TikTok now offers a very basic text-to-image AI generator directly in the app

TikTok now offers a very basic text-to-image AI generator directly in the app

/

The app’s ‘AI greenscreen’ filter shows text-to-image has gone mainstream

Share this story

Illustration by Alex Castro / The Verge

Text-to-image AI systems are booming in both ability and popularity right now, and what better proof than their appearance in the world’s hottest app: TikTok.

The video platform recently added a new effect it calls “AI greenscreen” that allows users to type in a text prompt that the software will then generate as an image. This image can then be used as the background to a video — potentially a very useful tool for creators.

The output of TikTok’s system is pretty basic compared to that of state-of-the-art text-to-image models like Google’s Imagen, OpenAI’s DALL-E 2, or Midjourney’s eponymous software. It creates only rather abstract and swirling images; a strength reflected in the dreamy nature of TikTok’s suggested prompts like “astronaut in the ocean” and “flower galaxy.” Other models, by comparison, can produce both photorealistic imagery and complex and coherent illustrations that look like they were drawn or painted by humans.

TikTok’s model only produces swirling, abstracted, smeared images. Not state-of-the-art — but probably for the better.
TikTok’s model only produces swirling, abstracted, smeared images. Not state-of-the-art — but probably for the better.
Image: The Verge

The limitations of TikTok’s model may well be intentional, though. First, more advanced models require greater computing power, which would be expensive and resource-intensive for the company to implement. Secondly, TikTok has more than a billion users, and giving all these individuals the power to create photorealistic images of anything they can imagine would almost certainly produce some troubling results.

For example, we tested the models ability to create nudity and gore — two types of output that text-to-image generators often try to limit. Pictures based on violent prompts like “assassination of Boris Johnson” and “assassination of Joe Biden” produce mostly abstract swirls, with a just-about-recognizable face for the UK’s prime minister (though the man’s familiar blond mop does makes caricature particularly easy).

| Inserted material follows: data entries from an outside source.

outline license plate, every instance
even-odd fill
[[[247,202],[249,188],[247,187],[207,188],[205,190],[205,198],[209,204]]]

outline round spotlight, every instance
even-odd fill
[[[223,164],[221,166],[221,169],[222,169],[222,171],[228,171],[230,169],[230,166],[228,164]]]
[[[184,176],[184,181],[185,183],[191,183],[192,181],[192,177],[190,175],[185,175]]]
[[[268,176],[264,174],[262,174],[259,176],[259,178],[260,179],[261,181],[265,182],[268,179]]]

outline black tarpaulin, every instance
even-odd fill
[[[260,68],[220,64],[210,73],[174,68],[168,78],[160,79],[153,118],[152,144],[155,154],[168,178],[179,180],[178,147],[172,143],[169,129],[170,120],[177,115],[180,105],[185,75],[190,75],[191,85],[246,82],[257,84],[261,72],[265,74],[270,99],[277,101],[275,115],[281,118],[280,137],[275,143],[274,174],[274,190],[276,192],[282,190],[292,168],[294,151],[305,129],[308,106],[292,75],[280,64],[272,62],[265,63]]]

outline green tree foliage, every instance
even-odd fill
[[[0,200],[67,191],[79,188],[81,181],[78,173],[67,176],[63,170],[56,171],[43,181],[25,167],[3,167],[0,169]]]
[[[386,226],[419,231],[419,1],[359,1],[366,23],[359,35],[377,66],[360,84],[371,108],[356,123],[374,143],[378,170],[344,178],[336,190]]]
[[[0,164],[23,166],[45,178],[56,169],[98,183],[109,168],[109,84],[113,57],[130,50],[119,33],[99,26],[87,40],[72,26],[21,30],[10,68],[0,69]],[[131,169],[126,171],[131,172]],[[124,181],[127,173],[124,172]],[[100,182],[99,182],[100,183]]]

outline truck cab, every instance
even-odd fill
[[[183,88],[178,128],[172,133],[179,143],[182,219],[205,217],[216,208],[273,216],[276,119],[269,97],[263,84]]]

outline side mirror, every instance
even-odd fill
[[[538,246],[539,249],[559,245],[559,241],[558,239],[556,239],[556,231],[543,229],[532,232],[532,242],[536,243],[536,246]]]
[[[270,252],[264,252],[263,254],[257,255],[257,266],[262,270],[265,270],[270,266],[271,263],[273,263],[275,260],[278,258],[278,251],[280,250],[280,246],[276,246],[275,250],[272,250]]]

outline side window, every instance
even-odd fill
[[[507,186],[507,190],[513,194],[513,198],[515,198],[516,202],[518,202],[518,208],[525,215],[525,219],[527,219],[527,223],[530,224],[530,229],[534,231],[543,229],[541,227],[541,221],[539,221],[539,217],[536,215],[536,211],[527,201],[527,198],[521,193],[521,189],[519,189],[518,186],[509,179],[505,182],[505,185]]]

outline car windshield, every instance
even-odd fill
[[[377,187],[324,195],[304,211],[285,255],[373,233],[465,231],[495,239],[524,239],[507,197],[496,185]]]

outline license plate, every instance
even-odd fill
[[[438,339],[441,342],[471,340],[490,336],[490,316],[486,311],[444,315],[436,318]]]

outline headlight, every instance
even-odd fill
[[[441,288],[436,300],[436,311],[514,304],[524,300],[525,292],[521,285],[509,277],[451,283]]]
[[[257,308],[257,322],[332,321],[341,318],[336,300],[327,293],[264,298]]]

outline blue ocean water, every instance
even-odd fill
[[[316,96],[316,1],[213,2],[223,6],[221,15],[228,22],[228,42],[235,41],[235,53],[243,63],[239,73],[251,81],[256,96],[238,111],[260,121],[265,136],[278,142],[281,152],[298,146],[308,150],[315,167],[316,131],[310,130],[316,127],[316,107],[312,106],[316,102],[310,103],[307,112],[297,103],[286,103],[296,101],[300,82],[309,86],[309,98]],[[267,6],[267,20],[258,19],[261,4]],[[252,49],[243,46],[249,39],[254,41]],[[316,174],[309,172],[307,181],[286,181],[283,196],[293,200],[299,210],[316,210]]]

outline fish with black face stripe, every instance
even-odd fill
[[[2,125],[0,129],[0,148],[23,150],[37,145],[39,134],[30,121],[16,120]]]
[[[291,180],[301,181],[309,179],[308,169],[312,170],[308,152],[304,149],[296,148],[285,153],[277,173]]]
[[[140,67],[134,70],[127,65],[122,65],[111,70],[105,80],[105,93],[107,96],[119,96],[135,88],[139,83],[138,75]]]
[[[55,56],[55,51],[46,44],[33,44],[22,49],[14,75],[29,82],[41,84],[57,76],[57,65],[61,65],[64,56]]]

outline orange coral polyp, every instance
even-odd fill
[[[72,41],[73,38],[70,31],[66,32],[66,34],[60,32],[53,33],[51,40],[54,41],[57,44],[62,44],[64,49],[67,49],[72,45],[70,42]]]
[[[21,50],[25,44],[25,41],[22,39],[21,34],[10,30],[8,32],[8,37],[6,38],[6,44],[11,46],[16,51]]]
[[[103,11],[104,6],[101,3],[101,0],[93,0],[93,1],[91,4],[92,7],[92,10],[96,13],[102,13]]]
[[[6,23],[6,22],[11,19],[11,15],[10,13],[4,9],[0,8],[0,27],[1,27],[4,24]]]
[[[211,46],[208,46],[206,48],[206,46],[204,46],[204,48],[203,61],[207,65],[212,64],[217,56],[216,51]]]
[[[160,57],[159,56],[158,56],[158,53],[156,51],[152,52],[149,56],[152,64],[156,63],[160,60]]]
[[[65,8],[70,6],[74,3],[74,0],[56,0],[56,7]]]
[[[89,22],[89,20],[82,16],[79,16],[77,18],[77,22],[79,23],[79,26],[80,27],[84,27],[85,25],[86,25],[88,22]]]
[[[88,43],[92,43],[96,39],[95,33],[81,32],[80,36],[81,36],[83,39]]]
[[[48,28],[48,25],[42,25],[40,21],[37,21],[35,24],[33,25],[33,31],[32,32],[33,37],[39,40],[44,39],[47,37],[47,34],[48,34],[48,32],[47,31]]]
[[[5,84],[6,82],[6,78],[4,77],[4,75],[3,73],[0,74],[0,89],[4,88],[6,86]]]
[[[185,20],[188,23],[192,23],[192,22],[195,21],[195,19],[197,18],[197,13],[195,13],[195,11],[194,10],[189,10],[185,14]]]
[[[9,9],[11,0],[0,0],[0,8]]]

The abstract nature of the model’s output means that prompts with provocative language only produce swirls.
The abstract nature of the model’s output means that prompts with provocative language only produce swirls.
Image: The Verge

Likewise, a request involving nudity — “naked model on beach” — produces thematically appropriate colors, including flesh-tones, sandy oranges, and ocean blues, but nothing that would make a vicar blush.

Trying to get the model to generate nude imagery gets you nowhere.
Trying to get the model to generate nude imagery gets you nowhere.
Image: The Verge

What’s notable about the appearance of TikTok’s “AI greenscreen,” then, is that it shows just how fast this technology is going mainstream. The latest cycle of development for text-to-image AI arguably began in 2021 with the original release of DALL-E by OpenAI. Less than two years later and the tech is already in the hands of millions via an app like TikTok.

Given the potential of these systems for both harm and good, things are only going to get stranger from here on in.